Ligou para o veterinário e perguntou o que deveria fazer. Desligou, olhou para o cão, enfiou-o num grande saco de plástico preto e arrastou-o pelo corredor. Precisava operar uma hérnia, não podia carregar peso. Entrou no elevador, desceu na garagem e, com a ajuda de um faxineiro, colocou o cachorro no porta-malas. Derramou sinceras lágrimas enquanto dirigia mas, na clínica veterinária, não teve coragem de abrir o saco para ver o amigo. Pediu que lhe dessem um banho e passassem no pêlo um óleo aromático. Estranharam mas, pagos, procuraram executar o que o magrão ordenara com antipatia e ar superior.
"Só tem óleo de máquina, doutor."
"Este lugar é uma merda, vocês são uns merdas, mas mandem ver."
Ficou um cheiro estranho, mas deram umas borrifadas no ar com spray desodorante de ambientes que usavam para disfarçar odores desagradáveis. Depois, o magrão quis mais. Pegou uma jaqueta de brim no carro e mandou:
"Quero que ele seja cremado enrolado com isto."
Os empregados estranharam, mas obedeceram.

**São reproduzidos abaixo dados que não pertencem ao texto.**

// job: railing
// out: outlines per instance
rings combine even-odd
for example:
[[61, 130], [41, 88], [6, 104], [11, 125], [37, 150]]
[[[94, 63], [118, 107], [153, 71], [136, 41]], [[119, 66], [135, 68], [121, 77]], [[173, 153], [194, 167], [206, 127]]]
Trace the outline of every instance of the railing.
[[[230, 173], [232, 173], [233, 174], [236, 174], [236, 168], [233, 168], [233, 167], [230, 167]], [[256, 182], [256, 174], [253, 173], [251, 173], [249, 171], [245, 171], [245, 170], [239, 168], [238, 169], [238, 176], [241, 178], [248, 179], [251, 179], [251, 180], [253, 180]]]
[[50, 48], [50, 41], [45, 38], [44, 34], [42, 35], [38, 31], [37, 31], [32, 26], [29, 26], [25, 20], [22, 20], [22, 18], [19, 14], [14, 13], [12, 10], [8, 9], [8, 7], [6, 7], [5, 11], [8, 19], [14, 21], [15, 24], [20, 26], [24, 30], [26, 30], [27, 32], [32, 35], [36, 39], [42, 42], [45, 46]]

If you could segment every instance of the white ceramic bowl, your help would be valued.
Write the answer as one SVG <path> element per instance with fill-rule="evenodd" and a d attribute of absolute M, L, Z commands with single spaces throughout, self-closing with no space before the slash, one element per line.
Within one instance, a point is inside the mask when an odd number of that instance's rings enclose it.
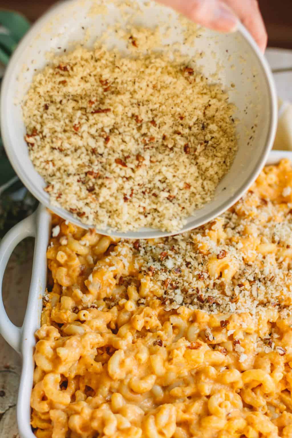
<path fill-rule="evenodd" d="M 273 151 L 267 164 L 275 164 L 282 158 L 292 162 L 292 152 Z M 50 233 L 51 216 L 40 205 L 35 213 L 12 228 L 0 244 L 0 333 L 22 357 L 22 370 L 17 403 L 17 421 L 21 438 L 35 438 L 30 426 L 30 399 L 34 364 L 35 332 L 40 326 L 42 296 L 46 284 L 46 253 Z M 35 237 L 35 254 L 27 307 L 21 327 L 9 320 L 3 305 L 2 284 L 6 265 L 16 245 L 25 237 Z"/>
<path fill-rule="evenodd" d="M 100 1 L 95 0 L 95 3 Z M 182 41 L 182 27 L 176 13 L 154 2 L 151 8 L 146 8 L 146 0 L 136 2 L 141 4 L 143 13 L 135 17 L 136 22 L 147 27 L 161 25 L 162 21 L 169 24 L 173 33 L 168 42 Z M 50 206 L 49 199 L 49 194 L 43 190 L 45 183 L 33 168 L 24 139 L 25 128 L 21 101 L 35 71 L 46 64 L 46 55 L 49 51 L 62 53 L 64 49 L 72 46 L 73 42 L 83 40 L 85 35 L 86 44 L 90 46 L 109 25 L 118 20 L 121 20 L 122 25 L 124 25 L 115 2 L 105 2 L 109 10 L 106 16 L 99 14 L 98 9 L 95 12 L 92 11 L 94 3 L 94 0 L 68 0 L 44 15 L 15 51 L 3 82 L 0 113 L 6 152 L 24 184 L 47 207 Z M 130 7 L 127 11 L 129 16 L 134 16 Z M 91 13 L 88 14 L 89 11 Z M 189 218 L 182 232 L 212 219 L 242 196 L 262 169 L 271 148 L 276 127 L 277 108 L 272 75 L 263 55 L 244 27 L 240 25 L 238 32 L 228 35 L 205 29 L 201 29 L 198 34 L 199 37 L 194 37 L 194 47 L 185 45 L 183 50 L 192 56 L 198 51 L 204 53 L 197 64 L 208 78 L 211 78 L 217 71 L 218 63 L 221 66 L 218 71 L 219 79 L 229 90 L 231 102 L 236 106 L 235 116 L 240 120 L 238 127 L 239 150 L 230 171 L 219 184 L 213 200 Z M 114 35 L 107 42 L 112 44 L 114 40 Z M 120 42 L 115 42 L 121 46 Z M 63 218 L 86 228 L 67 211 L 56 207 L 50 208 Z M 133 238 L 171 234 L 151 229 L 127 233 L 110 230 L 101 232 Z"/>

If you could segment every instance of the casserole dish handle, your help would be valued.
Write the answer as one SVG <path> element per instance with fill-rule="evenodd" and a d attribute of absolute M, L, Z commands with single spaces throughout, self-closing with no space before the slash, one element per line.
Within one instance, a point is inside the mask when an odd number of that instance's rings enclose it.
<path fill-rule="evenodd" d="M 13 227 L 2 239 L 0 244 L 0 333 L 11 346 L 20 353 L 22 328 L 12 324 L 3 303 L 2 282 L 6 266 L 12 251 L 26 237 L 35 237 L 36 213 Z"/>

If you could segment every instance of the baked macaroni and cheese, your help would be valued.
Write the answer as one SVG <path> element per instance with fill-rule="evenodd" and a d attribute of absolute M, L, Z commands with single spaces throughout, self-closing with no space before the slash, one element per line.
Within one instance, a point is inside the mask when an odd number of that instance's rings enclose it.
<path fill-rule="evenodd" d="M 38 438 L 292 437 L 292 168 L 214 222 L 118 241 L 53 215 Z"/>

"Eu gostaria de ficar sozinho."
Os rapazes saíram e ele ficou só, com o cão lambuzado e embrulhado na jaqueta. O pêlo tinha sido penteado e o animal parecia dormir. Tentou imaginar um discurso fúnebre que tinha que ser, antes de tudo, uma grande despedida literária.
"Vou contar aos amigos e conhecidos e todos hão de se emocionar. Todos, até os inimigos."

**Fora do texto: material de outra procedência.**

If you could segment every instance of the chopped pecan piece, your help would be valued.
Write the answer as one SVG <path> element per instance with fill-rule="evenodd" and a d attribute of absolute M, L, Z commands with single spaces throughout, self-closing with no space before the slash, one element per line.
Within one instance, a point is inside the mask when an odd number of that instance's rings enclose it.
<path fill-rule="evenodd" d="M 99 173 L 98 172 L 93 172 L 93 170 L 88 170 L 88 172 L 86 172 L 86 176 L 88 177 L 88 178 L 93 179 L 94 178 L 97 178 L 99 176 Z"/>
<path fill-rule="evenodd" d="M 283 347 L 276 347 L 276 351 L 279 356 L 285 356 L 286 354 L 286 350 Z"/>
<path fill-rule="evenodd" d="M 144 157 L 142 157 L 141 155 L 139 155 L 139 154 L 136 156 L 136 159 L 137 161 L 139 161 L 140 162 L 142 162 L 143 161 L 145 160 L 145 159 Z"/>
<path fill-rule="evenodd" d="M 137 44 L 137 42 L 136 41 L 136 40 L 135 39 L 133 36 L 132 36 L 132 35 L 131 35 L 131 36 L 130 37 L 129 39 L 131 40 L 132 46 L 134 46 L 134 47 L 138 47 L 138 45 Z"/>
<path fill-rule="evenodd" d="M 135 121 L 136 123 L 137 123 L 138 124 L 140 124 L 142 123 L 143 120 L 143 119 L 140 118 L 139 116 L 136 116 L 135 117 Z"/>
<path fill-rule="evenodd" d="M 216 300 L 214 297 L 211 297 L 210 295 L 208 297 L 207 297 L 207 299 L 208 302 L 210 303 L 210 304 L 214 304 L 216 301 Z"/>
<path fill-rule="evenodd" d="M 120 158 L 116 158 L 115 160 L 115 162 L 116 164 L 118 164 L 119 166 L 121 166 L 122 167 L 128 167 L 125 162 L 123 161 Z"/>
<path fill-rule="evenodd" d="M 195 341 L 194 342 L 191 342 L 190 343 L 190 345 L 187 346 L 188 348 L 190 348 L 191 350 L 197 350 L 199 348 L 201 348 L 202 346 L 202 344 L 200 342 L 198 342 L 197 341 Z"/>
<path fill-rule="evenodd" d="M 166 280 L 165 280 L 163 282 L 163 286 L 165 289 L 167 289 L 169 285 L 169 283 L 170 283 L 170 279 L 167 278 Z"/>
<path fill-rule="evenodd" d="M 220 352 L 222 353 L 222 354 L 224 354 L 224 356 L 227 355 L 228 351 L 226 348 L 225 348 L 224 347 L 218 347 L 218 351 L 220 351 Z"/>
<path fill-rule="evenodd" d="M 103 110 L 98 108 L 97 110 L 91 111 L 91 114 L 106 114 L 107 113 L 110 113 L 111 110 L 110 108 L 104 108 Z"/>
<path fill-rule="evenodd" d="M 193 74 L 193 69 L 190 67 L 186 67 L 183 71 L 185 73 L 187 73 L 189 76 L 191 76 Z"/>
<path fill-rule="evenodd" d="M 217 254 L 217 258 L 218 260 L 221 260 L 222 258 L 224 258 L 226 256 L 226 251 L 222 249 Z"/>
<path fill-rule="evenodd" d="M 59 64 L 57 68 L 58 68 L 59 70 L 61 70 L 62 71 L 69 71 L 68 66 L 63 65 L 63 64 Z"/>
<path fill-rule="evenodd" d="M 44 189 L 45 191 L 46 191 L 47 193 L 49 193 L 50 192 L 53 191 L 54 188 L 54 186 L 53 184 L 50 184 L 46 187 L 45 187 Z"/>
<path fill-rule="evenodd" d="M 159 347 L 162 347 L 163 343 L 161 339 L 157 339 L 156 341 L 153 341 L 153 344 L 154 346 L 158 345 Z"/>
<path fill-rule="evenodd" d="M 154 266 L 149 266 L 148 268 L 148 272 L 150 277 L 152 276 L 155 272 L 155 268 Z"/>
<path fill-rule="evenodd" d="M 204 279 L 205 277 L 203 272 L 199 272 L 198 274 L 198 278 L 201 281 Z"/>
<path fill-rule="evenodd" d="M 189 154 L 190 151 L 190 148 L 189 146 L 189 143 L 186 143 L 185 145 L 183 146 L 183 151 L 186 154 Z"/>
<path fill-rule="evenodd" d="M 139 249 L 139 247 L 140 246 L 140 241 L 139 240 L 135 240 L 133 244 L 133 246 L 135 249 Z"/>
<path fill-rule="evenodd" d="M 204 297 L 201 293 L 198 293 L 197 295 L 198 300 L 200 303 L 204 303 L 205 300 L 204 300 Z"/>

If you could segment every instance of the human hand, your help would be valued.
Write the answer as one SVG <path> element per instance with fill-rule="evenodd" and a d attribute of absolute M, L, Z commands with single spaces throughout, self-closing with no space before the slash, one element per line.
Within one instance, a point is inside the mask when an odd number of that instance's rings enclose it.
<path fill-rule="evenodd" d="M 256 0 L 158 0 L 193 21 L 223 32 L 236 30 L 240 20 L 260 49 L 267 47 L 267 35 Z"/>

Não conseguiu pensar nem falar nada. Deu as costas para o cachorro, pagou e saiu. Mal entrou no carro, os funcionários tiraram a jaqueta do cão.
"Pecado estragar coisa tão boa."
Quando chegou em casa, o magrão procurou evitar a dor.
"Tenho que usar a razão para não cair no sentimentalismo. Meu cachorro viveu uma vida boa, longa, do tamanho certo de uma vida canina, foi fiel a mim, sempre me obedeceu, nunca saiu do lugar que lhe determinei."
Enquanto meditava sobre o exercício de força e poder que sempre exercera sobre o bicho, foi para a área de serviço e, quando pegou o cobertorzinho pulguento sobre o qual ele dormia, para colocá-lo no lixo, descobriu um bilhete. O animal sabia ler e escrever - alfabetizara-se pela televisão, assistindo a aborrecidos programas educativos.
O bilhete de Veludo, com frases telegráficas e caligrafia diferente, pois devia ter escrito usando as duas patas para segurar a esferográfica:
"Dono de mim: você me treinou para obedecer. Certo? Vou morrer sem desaprender os truques que o treinador me ensinou. Eu abanava o rabo quando te via porque queria comida. Quando você voltava da rua, eu pulava de desespero. Não conseguia me aliviar aqui dentro. Era duro esperar a hora do passeio preso neste apartamento. Você nunca notou minha aflição. Eu mal tinha tempo para cheirar as árvores e postes onde queria mijar. Se fugisse ia me estrepar, não estava acostumado a me virar. Você nunca me soltou ou me deixou ao lado de uma cachorra para que eu pudesse descobrir o significado daquele cheiro tão interessante. Sinceramente, não fui um cachorro feliz. Fui fiel porque não tinha outra
perspectiva."
O magrão leu e, em vez de dar um tiro na cabeça, sentou-se e escreveu:
"Sem sentimentalismo barato, eu acho que todos os cães do mundo deveriam ser caçados pela carrocinha e transformados em sabão. Tenho dito."

Naum Alves de Souza é autor de Aurora da Minha Vida, entre outros.